With very limited direction, the only real objective within the game is to collect as many bits and bobs as possible, which acts as your high score. Constantly hopping through portals only cycles through the same levels over and over, so there is little incentive to jump in as soon as one becomes available other than the fact that your health is refilled each time. Rather than ruin my flow and travel to a potentially more dangerous stage, I usually elect to stick around in one level for as long as possible, only teleporting when my health gets critically low. Whether it’s the best strategy I can’t say, but it seems to work for me.

It’s quite easy to get into the groove of a battle during Groundskeeper 2. You cannot – cannot – stand still, so instead you enter a zen-like state of strafing left and right, almost constantly firing and picking up bits and bobs, hearts and power-ups along the way. The larger environmental threat and giant robots are lethal but usually telegraph their attacks with dust clouds or other methods, so they can often be avoided. When more than one giant robot or environmental hazard spawns at once, however, it can get pretty hectic considering that they can take up almost half the screen between them and you still have all of the smaller grunts to contend with. Sometimes when this happens and you’re getting pounded with missiles and other weapon fire you can suffer the odd near-instant death that leaves you feeling a bit cheated.


Alright guys, one at a time, one at a time!

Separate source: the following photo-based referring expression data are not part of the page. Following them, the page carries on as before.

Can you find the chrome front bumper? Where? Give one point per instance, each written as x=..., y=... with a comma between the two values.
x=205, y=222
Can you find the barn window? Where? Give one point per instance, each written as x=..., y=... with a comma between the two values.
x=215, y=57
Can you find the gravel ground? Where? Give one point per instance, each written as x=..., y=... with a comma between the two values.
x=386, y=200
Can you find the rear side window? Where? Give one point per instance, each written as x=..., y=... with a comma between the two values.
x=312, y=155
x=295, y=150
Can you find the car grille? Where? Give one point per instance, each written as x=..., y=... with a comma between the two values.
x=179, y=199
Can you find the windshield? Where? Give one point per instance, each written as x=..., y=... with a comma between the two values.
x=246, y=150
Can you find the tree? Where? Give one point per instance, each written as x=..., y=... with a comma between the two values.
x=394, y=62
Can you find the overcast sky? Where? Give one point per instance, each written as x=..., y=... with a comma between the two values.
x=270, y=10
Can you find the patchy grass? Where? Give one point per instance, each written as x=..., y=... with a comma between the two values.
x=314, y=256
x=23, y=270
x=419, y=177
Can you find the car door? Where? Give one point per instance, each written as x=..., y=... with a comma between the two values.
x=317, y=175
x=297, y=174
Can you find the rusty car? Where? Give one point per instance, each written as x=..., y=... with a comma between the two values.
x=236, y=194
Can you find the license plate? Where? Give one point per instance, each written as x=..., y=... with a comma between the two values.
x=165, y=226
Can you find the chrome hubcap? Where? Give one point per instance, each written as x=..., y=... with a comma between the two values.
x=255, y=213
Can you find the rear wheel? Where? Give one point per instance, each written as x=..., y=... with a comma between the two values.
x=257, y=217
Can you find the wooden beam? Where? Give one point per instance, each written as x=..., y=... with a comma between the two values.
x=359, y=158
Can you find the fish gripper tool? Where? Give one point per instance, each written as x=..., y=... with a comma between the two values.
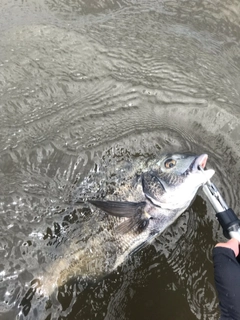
x=225, y=215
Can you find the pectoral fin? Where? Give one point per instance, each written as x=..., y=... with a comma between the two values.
x=138, y=218
x=119, y=209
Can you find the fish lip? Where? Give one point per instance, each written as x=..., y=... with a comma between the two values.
x=199, y=161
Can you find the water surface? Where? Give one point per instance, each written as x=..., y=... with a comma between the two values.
x=85, y=87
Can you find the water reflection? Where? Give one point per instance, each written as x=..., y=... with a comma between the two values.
x=85, y=88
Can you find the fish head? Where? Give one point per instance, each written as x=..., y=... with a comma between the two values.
x=173, y=181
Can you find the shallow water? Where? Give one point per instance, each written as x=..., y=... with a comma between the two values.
x=85, y=87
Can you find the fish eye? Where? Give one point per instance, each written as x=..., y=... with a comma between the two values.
x=170, y=163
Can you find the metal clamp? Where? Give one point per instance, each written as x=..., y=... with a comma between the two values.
x=225, y=215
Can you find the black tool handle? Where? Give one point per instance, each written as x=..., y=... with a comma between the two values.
x=228, y=221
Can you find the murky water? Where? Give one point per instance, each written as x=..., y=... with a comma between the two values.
x=85, y=87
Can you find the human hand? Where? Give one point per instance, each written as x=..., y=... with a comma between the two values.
x=231, y=244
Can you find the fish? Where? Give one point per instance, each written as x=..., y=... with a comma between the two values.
x=130, y=218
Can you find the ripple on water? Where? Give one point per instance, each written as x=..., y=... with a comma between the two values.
x=124, y=83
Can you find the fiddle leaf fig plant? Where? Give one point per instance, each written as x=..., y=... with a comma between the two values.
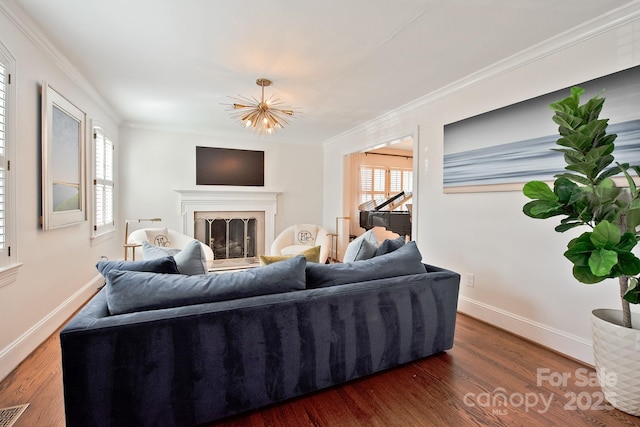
x=586, y=195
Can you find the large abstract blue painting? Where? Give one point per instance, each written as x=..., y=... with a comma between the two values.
x=512, y=145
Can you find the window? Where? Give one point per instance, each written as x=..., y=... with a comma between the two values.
x=380, y=183
x=8, y=250
x=103, y=184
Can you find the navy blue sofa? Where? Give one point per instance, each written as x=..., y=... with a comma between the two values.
x=201, y=361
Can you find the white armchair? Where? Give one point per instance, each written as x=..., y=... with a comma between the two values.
x=176, y=240
x=297, y=238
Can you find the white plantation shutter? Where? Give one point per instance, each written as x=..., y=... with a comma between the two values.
x=8, y=249
x=372, y=183
x=103, y=182
x=379, y=183
x=3, y=158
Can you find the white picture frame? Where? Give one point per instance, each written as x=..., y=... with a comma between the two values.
x=63, y=161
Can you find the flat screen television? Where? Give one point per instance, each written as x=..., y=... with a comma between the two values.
x=227, y=166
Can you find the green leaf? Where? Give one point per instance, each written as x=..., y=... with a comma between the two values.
x=539, y=190
x=627, y=242
x=573, y=177
x=605, y=234
x=579, y=252
x=602, y=261
x=541, y=209
x=584, y=275
x=564, y=190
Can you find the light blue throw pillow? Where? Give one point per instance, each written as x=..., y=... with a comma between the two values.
x=190, y=259
x=401, y=262
x=165, y=264
x=362, y=247
x=131, y=291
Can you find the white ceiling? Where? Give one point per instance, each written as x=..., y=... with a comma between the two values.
x=172, y=64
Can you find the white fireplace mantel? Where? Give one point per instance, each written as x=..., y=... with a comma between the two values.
x=243, y=199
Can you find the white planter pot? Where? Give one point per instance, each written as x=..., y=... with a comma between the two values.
x=617, y=357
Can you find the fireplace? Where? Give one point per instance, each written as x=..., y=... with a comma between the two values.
x=237, y=224
x=232, y=236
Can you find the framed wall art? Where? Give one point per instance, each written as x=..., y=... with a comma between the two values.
x=63, y=162
x=502, y=149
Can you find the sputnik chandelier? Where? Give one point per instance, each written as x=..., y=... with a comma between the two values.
x=265, y=116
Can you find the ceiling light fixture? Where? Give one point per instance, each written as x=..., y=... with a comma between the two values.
x=265, y=116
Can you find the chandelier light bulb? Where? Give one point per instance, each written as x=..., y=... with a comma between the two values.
x=262, y=115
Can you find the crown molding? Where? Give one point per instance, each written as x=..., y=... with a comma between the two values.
x=31, y=30
x=589, y=29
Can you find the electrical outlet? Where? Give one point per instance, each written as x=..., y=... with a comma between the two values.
x=469, y=279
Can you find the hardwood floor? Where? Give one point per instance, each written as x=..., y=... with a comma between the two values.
x=489, y=378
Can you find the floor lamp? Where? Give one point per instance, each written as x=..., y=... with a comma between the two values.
x=133, y=246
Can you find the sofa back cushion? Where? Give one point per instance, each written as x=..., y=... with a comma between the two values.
x=190, y=259
x=131, y=291
x=390, y=245
x=401, y=262
x=165, y=264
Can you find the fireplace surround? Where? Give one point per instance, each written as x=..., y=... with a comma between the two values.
x=203, y=210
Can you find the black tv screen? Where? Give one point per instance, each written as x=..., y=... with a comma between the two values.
x=227, y=166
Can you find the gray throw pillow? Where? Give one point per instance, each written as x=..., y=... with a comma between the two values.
x=404, y=261
x=131, y=291
x=190, y=259
x=390, y=245
x=362, y=247
x=166, y=265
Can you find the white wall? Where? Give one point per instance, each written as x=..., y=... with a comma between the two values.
x=58, y=273
x=156, y=163
x=522, y=281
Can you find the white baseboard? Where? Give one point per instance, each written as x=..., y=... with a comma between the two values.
x=555, y=339
x=13, y=354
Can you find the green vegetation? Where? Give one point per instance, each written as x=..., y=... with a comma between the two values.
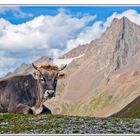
x=11, y=123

Groundskeeper 2 adopts the classic pseudo 8/16bit pixellated art style which many indies are wont to do, but this is no bad thing. Character models are rendered with blocky retro charm and the constant hive of activity happening on-screen keeps you bombarded with colour, explosions and stylish animation. If you played the original Groundskeeper then you’ll recognise the bouncy chiptune track which returns for its successor, although it’s had a little bit of a sprucing up this time round and is arguably even catchier.

OrangePixel have pushed the boat out with regards to platform availability, releasing Groundskeeper 2 on Android, iOS, PC, Mac, Linux, Chrome OS, and even Ouya and Gamestick. Unless you’re a luddite living in a cave you’ll no doubt have at least one device which supports the game, and that’s no bad thing. I tested both the PC and Google Play versions, the latter of which is available as a free ad-supported version and paid premium option. I did find the PC version a little buggy; it didn’t support my Xbox 360 pad, crashed if I entered the options menu and once I couldn’t get it to load until I restarted my computer. On the other hand the Android version ran as smoothly as butter, and with only four buttons to tap I didn’t find the lack of physical controls an issue. With its short play-sessions and miniature game arena it felt more at home on a small touchscreen, so this is definitely the version I’d opt for.

It’s a keeper

Groundskeeper 2 proves that simplicity can be a good thing, and successfully captures the addictive one-more-go mentality that, whilst not being sustainable for several hours at a time (it would probably fry your brain if you tried), will certainly fill your commute with multiple frenzied attempts at a new high score. With a low barrier to entry – even free in some cases – it’s an easy pick to recommend for action fans.